When Archer Daniels Midland Co. learned top executive Mark Whitacre had made secret tapes for an FBI price-fixing probe, the company fought back: It fired Whitacre, accused him of embezzlement and eventually sued him.

But that lawsuit could end up doing more harm than good to the company that calls itself “Supermarket to the world.”

“Generally, employers retaliate against whistle-blowers by firing them or trying to blacklist them, rather than with lawsuits,” says Tom Devine of the Government Accountability Project, a Washington-based group that offers legal help to whistle-blowers.

“The reason is simple: The dirty laundry from the employer gets exposed in the lawsuit.”

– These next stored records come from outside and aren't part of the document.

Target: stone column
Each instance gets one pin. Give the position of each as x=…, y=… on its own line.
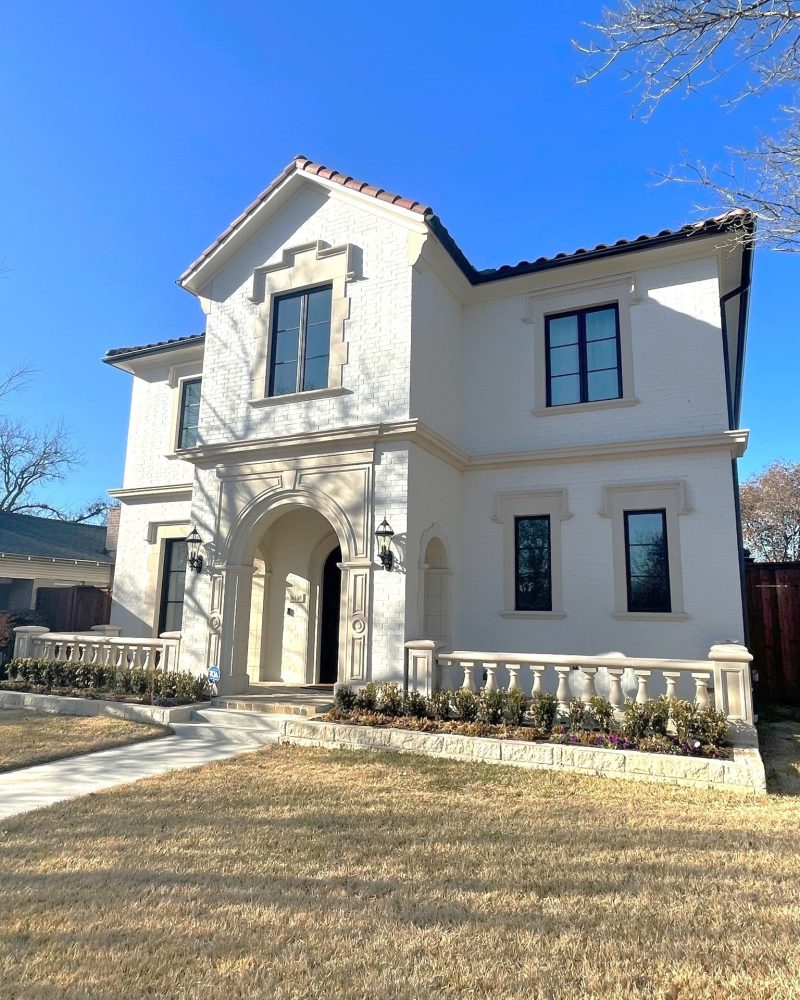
x=238, y=586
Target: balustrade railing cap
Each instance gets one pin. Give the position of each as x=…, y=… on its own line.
x=730, y=651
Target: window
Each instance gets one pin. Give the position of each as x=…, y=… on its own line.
x=583, y=358
x=532, y=587
x=173, y=583
x=301, y=336
x=647, y=561
x=190, y=413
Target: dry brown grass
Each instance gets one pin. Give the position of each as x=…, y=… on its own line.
x=292, y=873
x=28, y=738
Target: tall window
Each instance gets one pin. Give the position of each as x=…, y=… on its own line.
x=170, y=618
x=190, y=413
x=647, y=561
x=583, y=356
x=301, y=338
x=532, y=587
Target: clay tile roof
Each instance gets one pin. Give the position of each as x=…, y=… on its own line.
x=118, y=352
x=302, y=164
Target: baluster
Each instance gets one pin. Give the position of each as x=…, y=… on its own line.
x=642, y=696
x=671, y=677
x=589, y=689
x=615, y=695
x=562, y=694
x=701, y=690
x=469, y=683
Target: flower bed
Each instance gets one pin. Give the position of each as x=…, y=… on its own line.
x=135, y=685
x=664, y=726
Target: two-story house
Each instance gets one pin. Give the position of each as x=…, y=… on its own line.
x=552, y=444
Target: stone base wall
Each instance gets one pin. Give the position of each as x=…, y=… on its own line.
x=745, y=773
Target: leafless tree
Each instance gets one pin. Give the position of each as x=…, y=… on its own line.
x=31, y=459
x=668, y=46
x=770, y=504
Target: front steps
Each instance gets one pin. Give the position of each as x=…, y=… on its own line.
x=278, y=699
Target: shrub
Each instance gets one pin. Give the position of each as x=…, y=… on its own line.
x=516, y=706
x=684, y=716
x=602, y=712
x=438, y=705
x=345, y=698
x=491, y=705
x=712, y=728
x=636, y=721
x=542, y=711
x=576, y=715
x=414, y=704
x=367, y=697
x=465, y=705
x=659, y=715
x=390, y=699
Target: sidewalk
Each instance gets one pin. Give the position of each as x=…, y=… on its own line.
x=193, y=744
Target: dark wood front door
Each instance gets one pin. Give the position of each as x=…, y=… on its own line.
x=329, y=629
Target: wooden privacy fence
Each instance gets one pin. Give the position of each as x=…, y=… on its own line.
x=773, y=608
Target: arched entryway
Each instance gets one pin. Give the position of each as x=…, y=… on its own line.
x=330, y=613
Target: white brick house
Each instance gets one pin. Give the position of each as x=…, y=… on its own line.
x=552, y=443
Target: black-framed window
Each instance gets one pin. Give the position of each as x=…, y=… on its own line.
x=584, y=363
x=190, y=413
x=173, y=583
x=533, y=590
x=301, y=341
x=647, y=561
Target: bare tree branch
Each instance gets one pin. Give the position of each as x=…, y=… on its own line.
x=668, y=46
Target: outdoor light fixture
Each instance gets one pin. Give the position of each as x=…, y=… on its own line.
x=384, y=534
x=194, y=542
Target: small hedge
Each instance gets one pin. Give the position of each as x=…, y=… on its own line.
x=663, y=725
x=94, y=680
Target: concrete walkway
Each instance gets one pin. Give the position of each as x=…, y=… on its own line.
x=212, y=734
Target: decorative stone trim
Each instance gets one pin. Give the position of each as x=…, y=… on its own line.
x=745, y=773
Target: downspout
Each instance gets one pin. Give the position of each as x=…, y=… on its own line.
x=734, y=397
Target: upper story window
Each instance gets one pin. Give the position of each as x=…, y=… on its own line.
x=583, y=358
x=647, y=561
x=189, y=413
x=532, y=584
x=301, y=342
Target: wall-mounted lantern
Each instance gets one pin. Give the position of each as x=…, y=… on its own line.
x=194, y=542
x=384, y=534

In this case, ADM’s pile of dirty laundry is quite large. Thanks to Whitacre’s secret tapes of his fellow ADM executives, the company pleaded guilty in October and agreed to pay $100 million, the largest criminal antitrust fine in history, for its role in two international conspiracies to fix prices and divide up world markets for lysine and citric acid.

Whitacre can use the lawsuit to air other accusations against ADM, including his assertions that he was fired for his FBI work and that top company officials illegally salted away millions of dollars in overseas bank accounts.

ADM’s lawsuit accuses Whitacre of stealing about $9 million from the company in a bogus invoicing scheme. Even if ADM wins, it could suffer even more bad publicity in the process.

“If I represented them (ADM), I’d settle the case early,” said University of Illinois law professor Elaine Shoben. “As a matter of public policy, you shouldn’t allow suits against people who reveal illegality.”

But the lawsuit provides possible pitfalls for Whitacre as well. Whitacre, who pleaded innocent last week to a federal price-fixing indictment, could have problems swaying a jury by arguing the ADM payments were authorized.

“Even if what he says is true and this money is off-the-books compensation approved by management, that still doesn’t make it right,” Risser said. “It still sounds pretty sleazy.”